In order to turn our accelerometer, heart rate, heart rate variability, and respiratory rate into all the sleep analysis our members receive each day, we partnered with a local sleep center and had hundreds of subjects undergo in-laboratory polysomnography (PSG) testing while wearing WHOOP. In a PSG sleep study, subjects undergo simultaneous electrocardiogram (EKG), electrooculogram (EOG), electroencephalogram (EEG), and electromyogram (EMG) recordings. Trained technicians then manually interpret these results, sorting each 30-second chunk of data - called an Epoch - into one of four sleep stages: Wake, Light, REM, and Slow Wave. While PSG is the gold standard, and therefore the most accurate known way to determine sleep stages, it is also expensive, cumbersome and intrusive. In our recent study with the University of Arizona, we show that we are able to achieve an approximation of the PSG data from WHOOP, enabling our users to access this powerful data with virtually no friction. We achieved this by training machine learning algorithms to reproduce the sleep stages manually assigned by the polysomnography technicians to create the automated sleep-staging experience provided today. Having subjects wear WHOOP while undergoing PSG testing is critical to enabling the high level of accuracy we’ve attained because we are able to teach the model to recognize exactly what WHOOP data looks like during each of the four sleep stages we detect.

A Peek Behind The Curtain

Some of the differences in your data between sleep stages are pretty easy to spot, while others can be more subtle. For example, below is about 80 minutes of respiratory rate data from one of my recent sleeps. The light blue highlighted segment shows slow wave sleep while the teal segment shows REM sleep. The unhighlighted portions are light sleep. Notice that the respiratory rate during slow wave sleep is fairly constant while during REM sleep it is increased and more variable.
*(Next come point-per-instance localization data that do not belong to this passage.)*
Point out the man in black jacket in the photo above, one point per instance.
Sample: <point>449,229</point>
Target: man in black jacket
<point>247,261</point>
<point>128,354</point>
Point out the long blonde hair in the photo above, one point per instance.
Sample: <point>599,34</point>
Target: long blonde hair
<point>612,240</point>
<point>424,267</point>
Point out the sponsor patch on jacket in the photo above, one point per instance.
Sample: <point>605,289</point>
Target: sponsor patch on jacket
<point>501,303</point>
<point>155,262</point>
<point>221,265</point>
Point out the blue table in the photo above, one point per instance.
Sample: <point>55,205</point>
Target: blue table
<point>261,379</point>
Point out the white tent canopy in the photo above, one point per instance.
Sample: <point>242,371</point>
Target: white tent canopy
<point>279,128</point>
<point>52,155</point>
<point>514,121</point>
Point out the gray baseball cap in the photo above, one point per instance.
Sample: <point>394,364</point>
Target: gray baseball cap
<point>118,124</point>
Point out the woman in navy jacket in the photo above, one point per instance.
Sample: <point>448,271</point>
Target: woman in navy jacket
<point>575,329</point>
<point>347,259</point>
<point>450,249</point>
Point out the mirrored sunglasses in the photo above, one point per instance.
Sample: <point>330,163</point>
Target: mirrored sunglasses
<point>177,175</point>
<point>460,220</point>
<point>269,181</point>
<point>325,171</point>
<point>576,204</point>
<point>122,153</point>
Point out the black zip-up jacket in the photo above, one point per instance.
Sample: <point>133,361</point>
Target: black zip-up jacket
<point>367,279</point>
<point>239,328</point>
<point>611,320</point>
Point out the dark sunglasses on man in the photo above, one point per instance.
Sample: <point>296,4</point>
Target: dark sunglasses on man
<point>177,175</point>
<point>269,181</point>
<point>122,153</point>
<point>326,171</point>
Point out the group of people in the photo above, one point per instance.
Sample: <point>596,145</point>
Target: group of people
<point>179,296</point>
The image above shows just one of many physiological differences among sleep stages that can be detected by WHOOP. In reality, our sleep staging algorithm brings together lots of physiological variables - called “features” in the algorithm development world - but not all the features are as pronounced to the naked eye.

So How Accurate Are We?

Dr. Sairam Parthasarathy, medical director for the Center for Sleep Disorders at The University of Arizona’s University Medical Center Tucson, and his team, who conducted the validation study published last week found that WHOOP accurately detects sleep duration with a precision of 17.8 minutes. They also reported highly accurate detection of REM and Slow Wave (deep) sleep.

Additionally, another recent study of leading wrist-worn wearables revealed that WHOOP was the most accurate when compared to the gold-standard PSG.